Pesquisas apontam que a principal fonte de frustração dos consumidores está nas falhas de promessa de estoque e entrega. A falta de acuracidade do inventário em tempo real custa bilhões anualmente em vendas perdidas e operações logísticas ineficientes. Por isso, varejistas estão investindo em plataformas de dados unificadas (CDP – Customer Data Platform) que funcionam como o cérebro da operação, garantindo que cada ponto de contato entregue exatamente o que foi prometido.
A expectativa é que a NRF 2026 mostre casos concretos de como empresas estão eliminando atritos em toda a jornada — desde o momento da descoberta do produto até o pós-venda, integrando dados, IA e serviços em uma experiência coesa e confiável.
Lojas físicas: reinvenção e propósito
As lojas físicas estão passando por uma transformação profunda. O conceito de Hub OmniPDX — uma loja viva, inteligente e conectada — ganha força. Não se trata mais apenas de um ponto de venda, mas de um centro de serviços, experiências e conexão com a comunidade.

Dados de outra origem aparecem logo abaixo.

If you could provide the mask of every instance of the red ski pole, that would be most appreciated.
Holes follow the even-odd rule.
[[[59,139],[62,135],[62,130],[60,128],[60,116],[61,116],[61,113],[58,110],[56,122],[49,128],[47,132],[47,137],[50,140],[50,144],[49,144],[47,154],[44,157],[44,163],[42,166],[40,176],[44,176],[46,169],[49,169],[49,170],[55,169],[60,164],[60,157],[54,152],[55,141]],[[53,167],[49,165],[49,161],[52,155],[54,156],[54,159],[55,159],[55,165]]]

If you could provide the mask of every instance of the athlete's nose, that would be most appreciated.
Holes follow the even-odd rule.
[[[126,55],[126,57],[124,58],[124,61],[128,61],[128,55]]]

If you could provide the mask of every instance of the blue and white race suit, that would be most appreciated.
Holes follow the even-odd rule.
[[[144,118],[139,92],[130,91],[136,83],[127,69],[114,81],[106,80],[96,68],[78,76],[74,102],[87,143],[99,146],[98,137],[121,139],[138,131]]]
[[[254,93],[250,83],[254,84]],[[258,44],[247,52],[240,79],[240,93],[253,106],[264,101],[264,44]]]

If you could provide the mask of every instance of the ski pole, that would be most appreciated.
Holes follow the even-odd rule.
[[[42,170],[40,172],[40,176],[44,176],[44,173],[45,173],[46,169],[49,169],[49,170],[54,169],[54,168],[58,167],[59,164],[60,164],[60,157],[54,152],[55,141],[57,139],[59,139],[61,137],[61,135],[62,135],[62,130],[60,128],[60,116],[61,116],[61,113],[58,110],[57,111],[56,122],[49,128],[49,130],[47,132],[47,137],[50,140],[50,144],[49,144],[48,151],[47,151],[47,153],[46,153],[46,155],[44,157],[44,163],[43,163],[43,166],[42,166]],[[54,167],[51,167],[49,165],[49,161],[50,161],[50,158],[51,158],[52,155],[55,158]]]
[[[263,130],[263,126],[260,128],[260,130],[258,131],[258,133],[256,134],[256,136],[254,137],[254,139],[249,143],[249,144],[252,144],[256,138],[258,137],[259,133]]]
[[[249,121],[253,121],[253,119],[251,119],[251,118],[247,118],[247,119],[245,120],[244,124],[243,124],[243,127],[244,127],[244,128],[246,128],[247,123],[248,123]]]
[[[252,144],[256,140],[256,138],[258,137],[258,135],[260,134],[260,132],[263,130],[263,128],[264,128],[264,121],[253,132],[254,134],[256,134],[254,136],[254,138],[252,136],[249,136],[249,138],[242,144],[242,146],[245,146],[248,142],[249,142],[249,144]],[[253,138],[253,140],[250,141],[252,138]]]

O retailtainment (união de varejo e entretenimento) emerge como uma estratégia essencial. Lojas conceito estão utilizando IA para oferecer serviços assistidos, criando experiências imersivas que vão além da transação. Recursos como realidade aumentada — a exemplo da Lowe’s, que usa a tecnologia para guiar clientes em suas megalojas e projetar produtos em casa — demonstram que a loja física tem papel fundamental quando oferece algo que o digital não pode replicar.
Sustentabilidade e novos modelos de negócio
A sustentabilidade deixou de ser um diferencial para se tornar uma obrigação. Na NRF 2026, temas ligados a ESG (Environmental, Social and Governance), economia circular e práticas éticas estarão em pauta, refletindo a pressão crescente de consumidores e reguladores por operações mais responsáveis.
Paralelamente, novos modelos de negócio ganham espaço. Sistemas de pagamento invisíveis, estratégias buy now, pay later e a integração phygital (físico + digital) estão redefinindo como as transações acontecem. O objetivo é criar experiências que sejam não apenas convenientes, mas também alinhadas aos valores e expectativas de uma nova geração de consumidores.
Talentos e cultura organizacional
Um dos pilares menos visíveis, mas igualmente cruciais, é o investimento em pessoas. A NRF 2026 deve reforçar que experiências excepcionais só acontecem quando as equipes estão preparadas, engajadas e apoiadas por uma cultura organizacional sólida.
Temas como liderança empática, tomada de decisão em cenários complexos e desenvolvimento de talentos permeiam a programação. A mensagem é clara: tecnologia é ferramenta, mas são as pessoas que transformam estratégias em realidade. Empresas que colocam gente no centro da operação não apenas retêm talentos — elas constroem vantagens competitivas duradouras.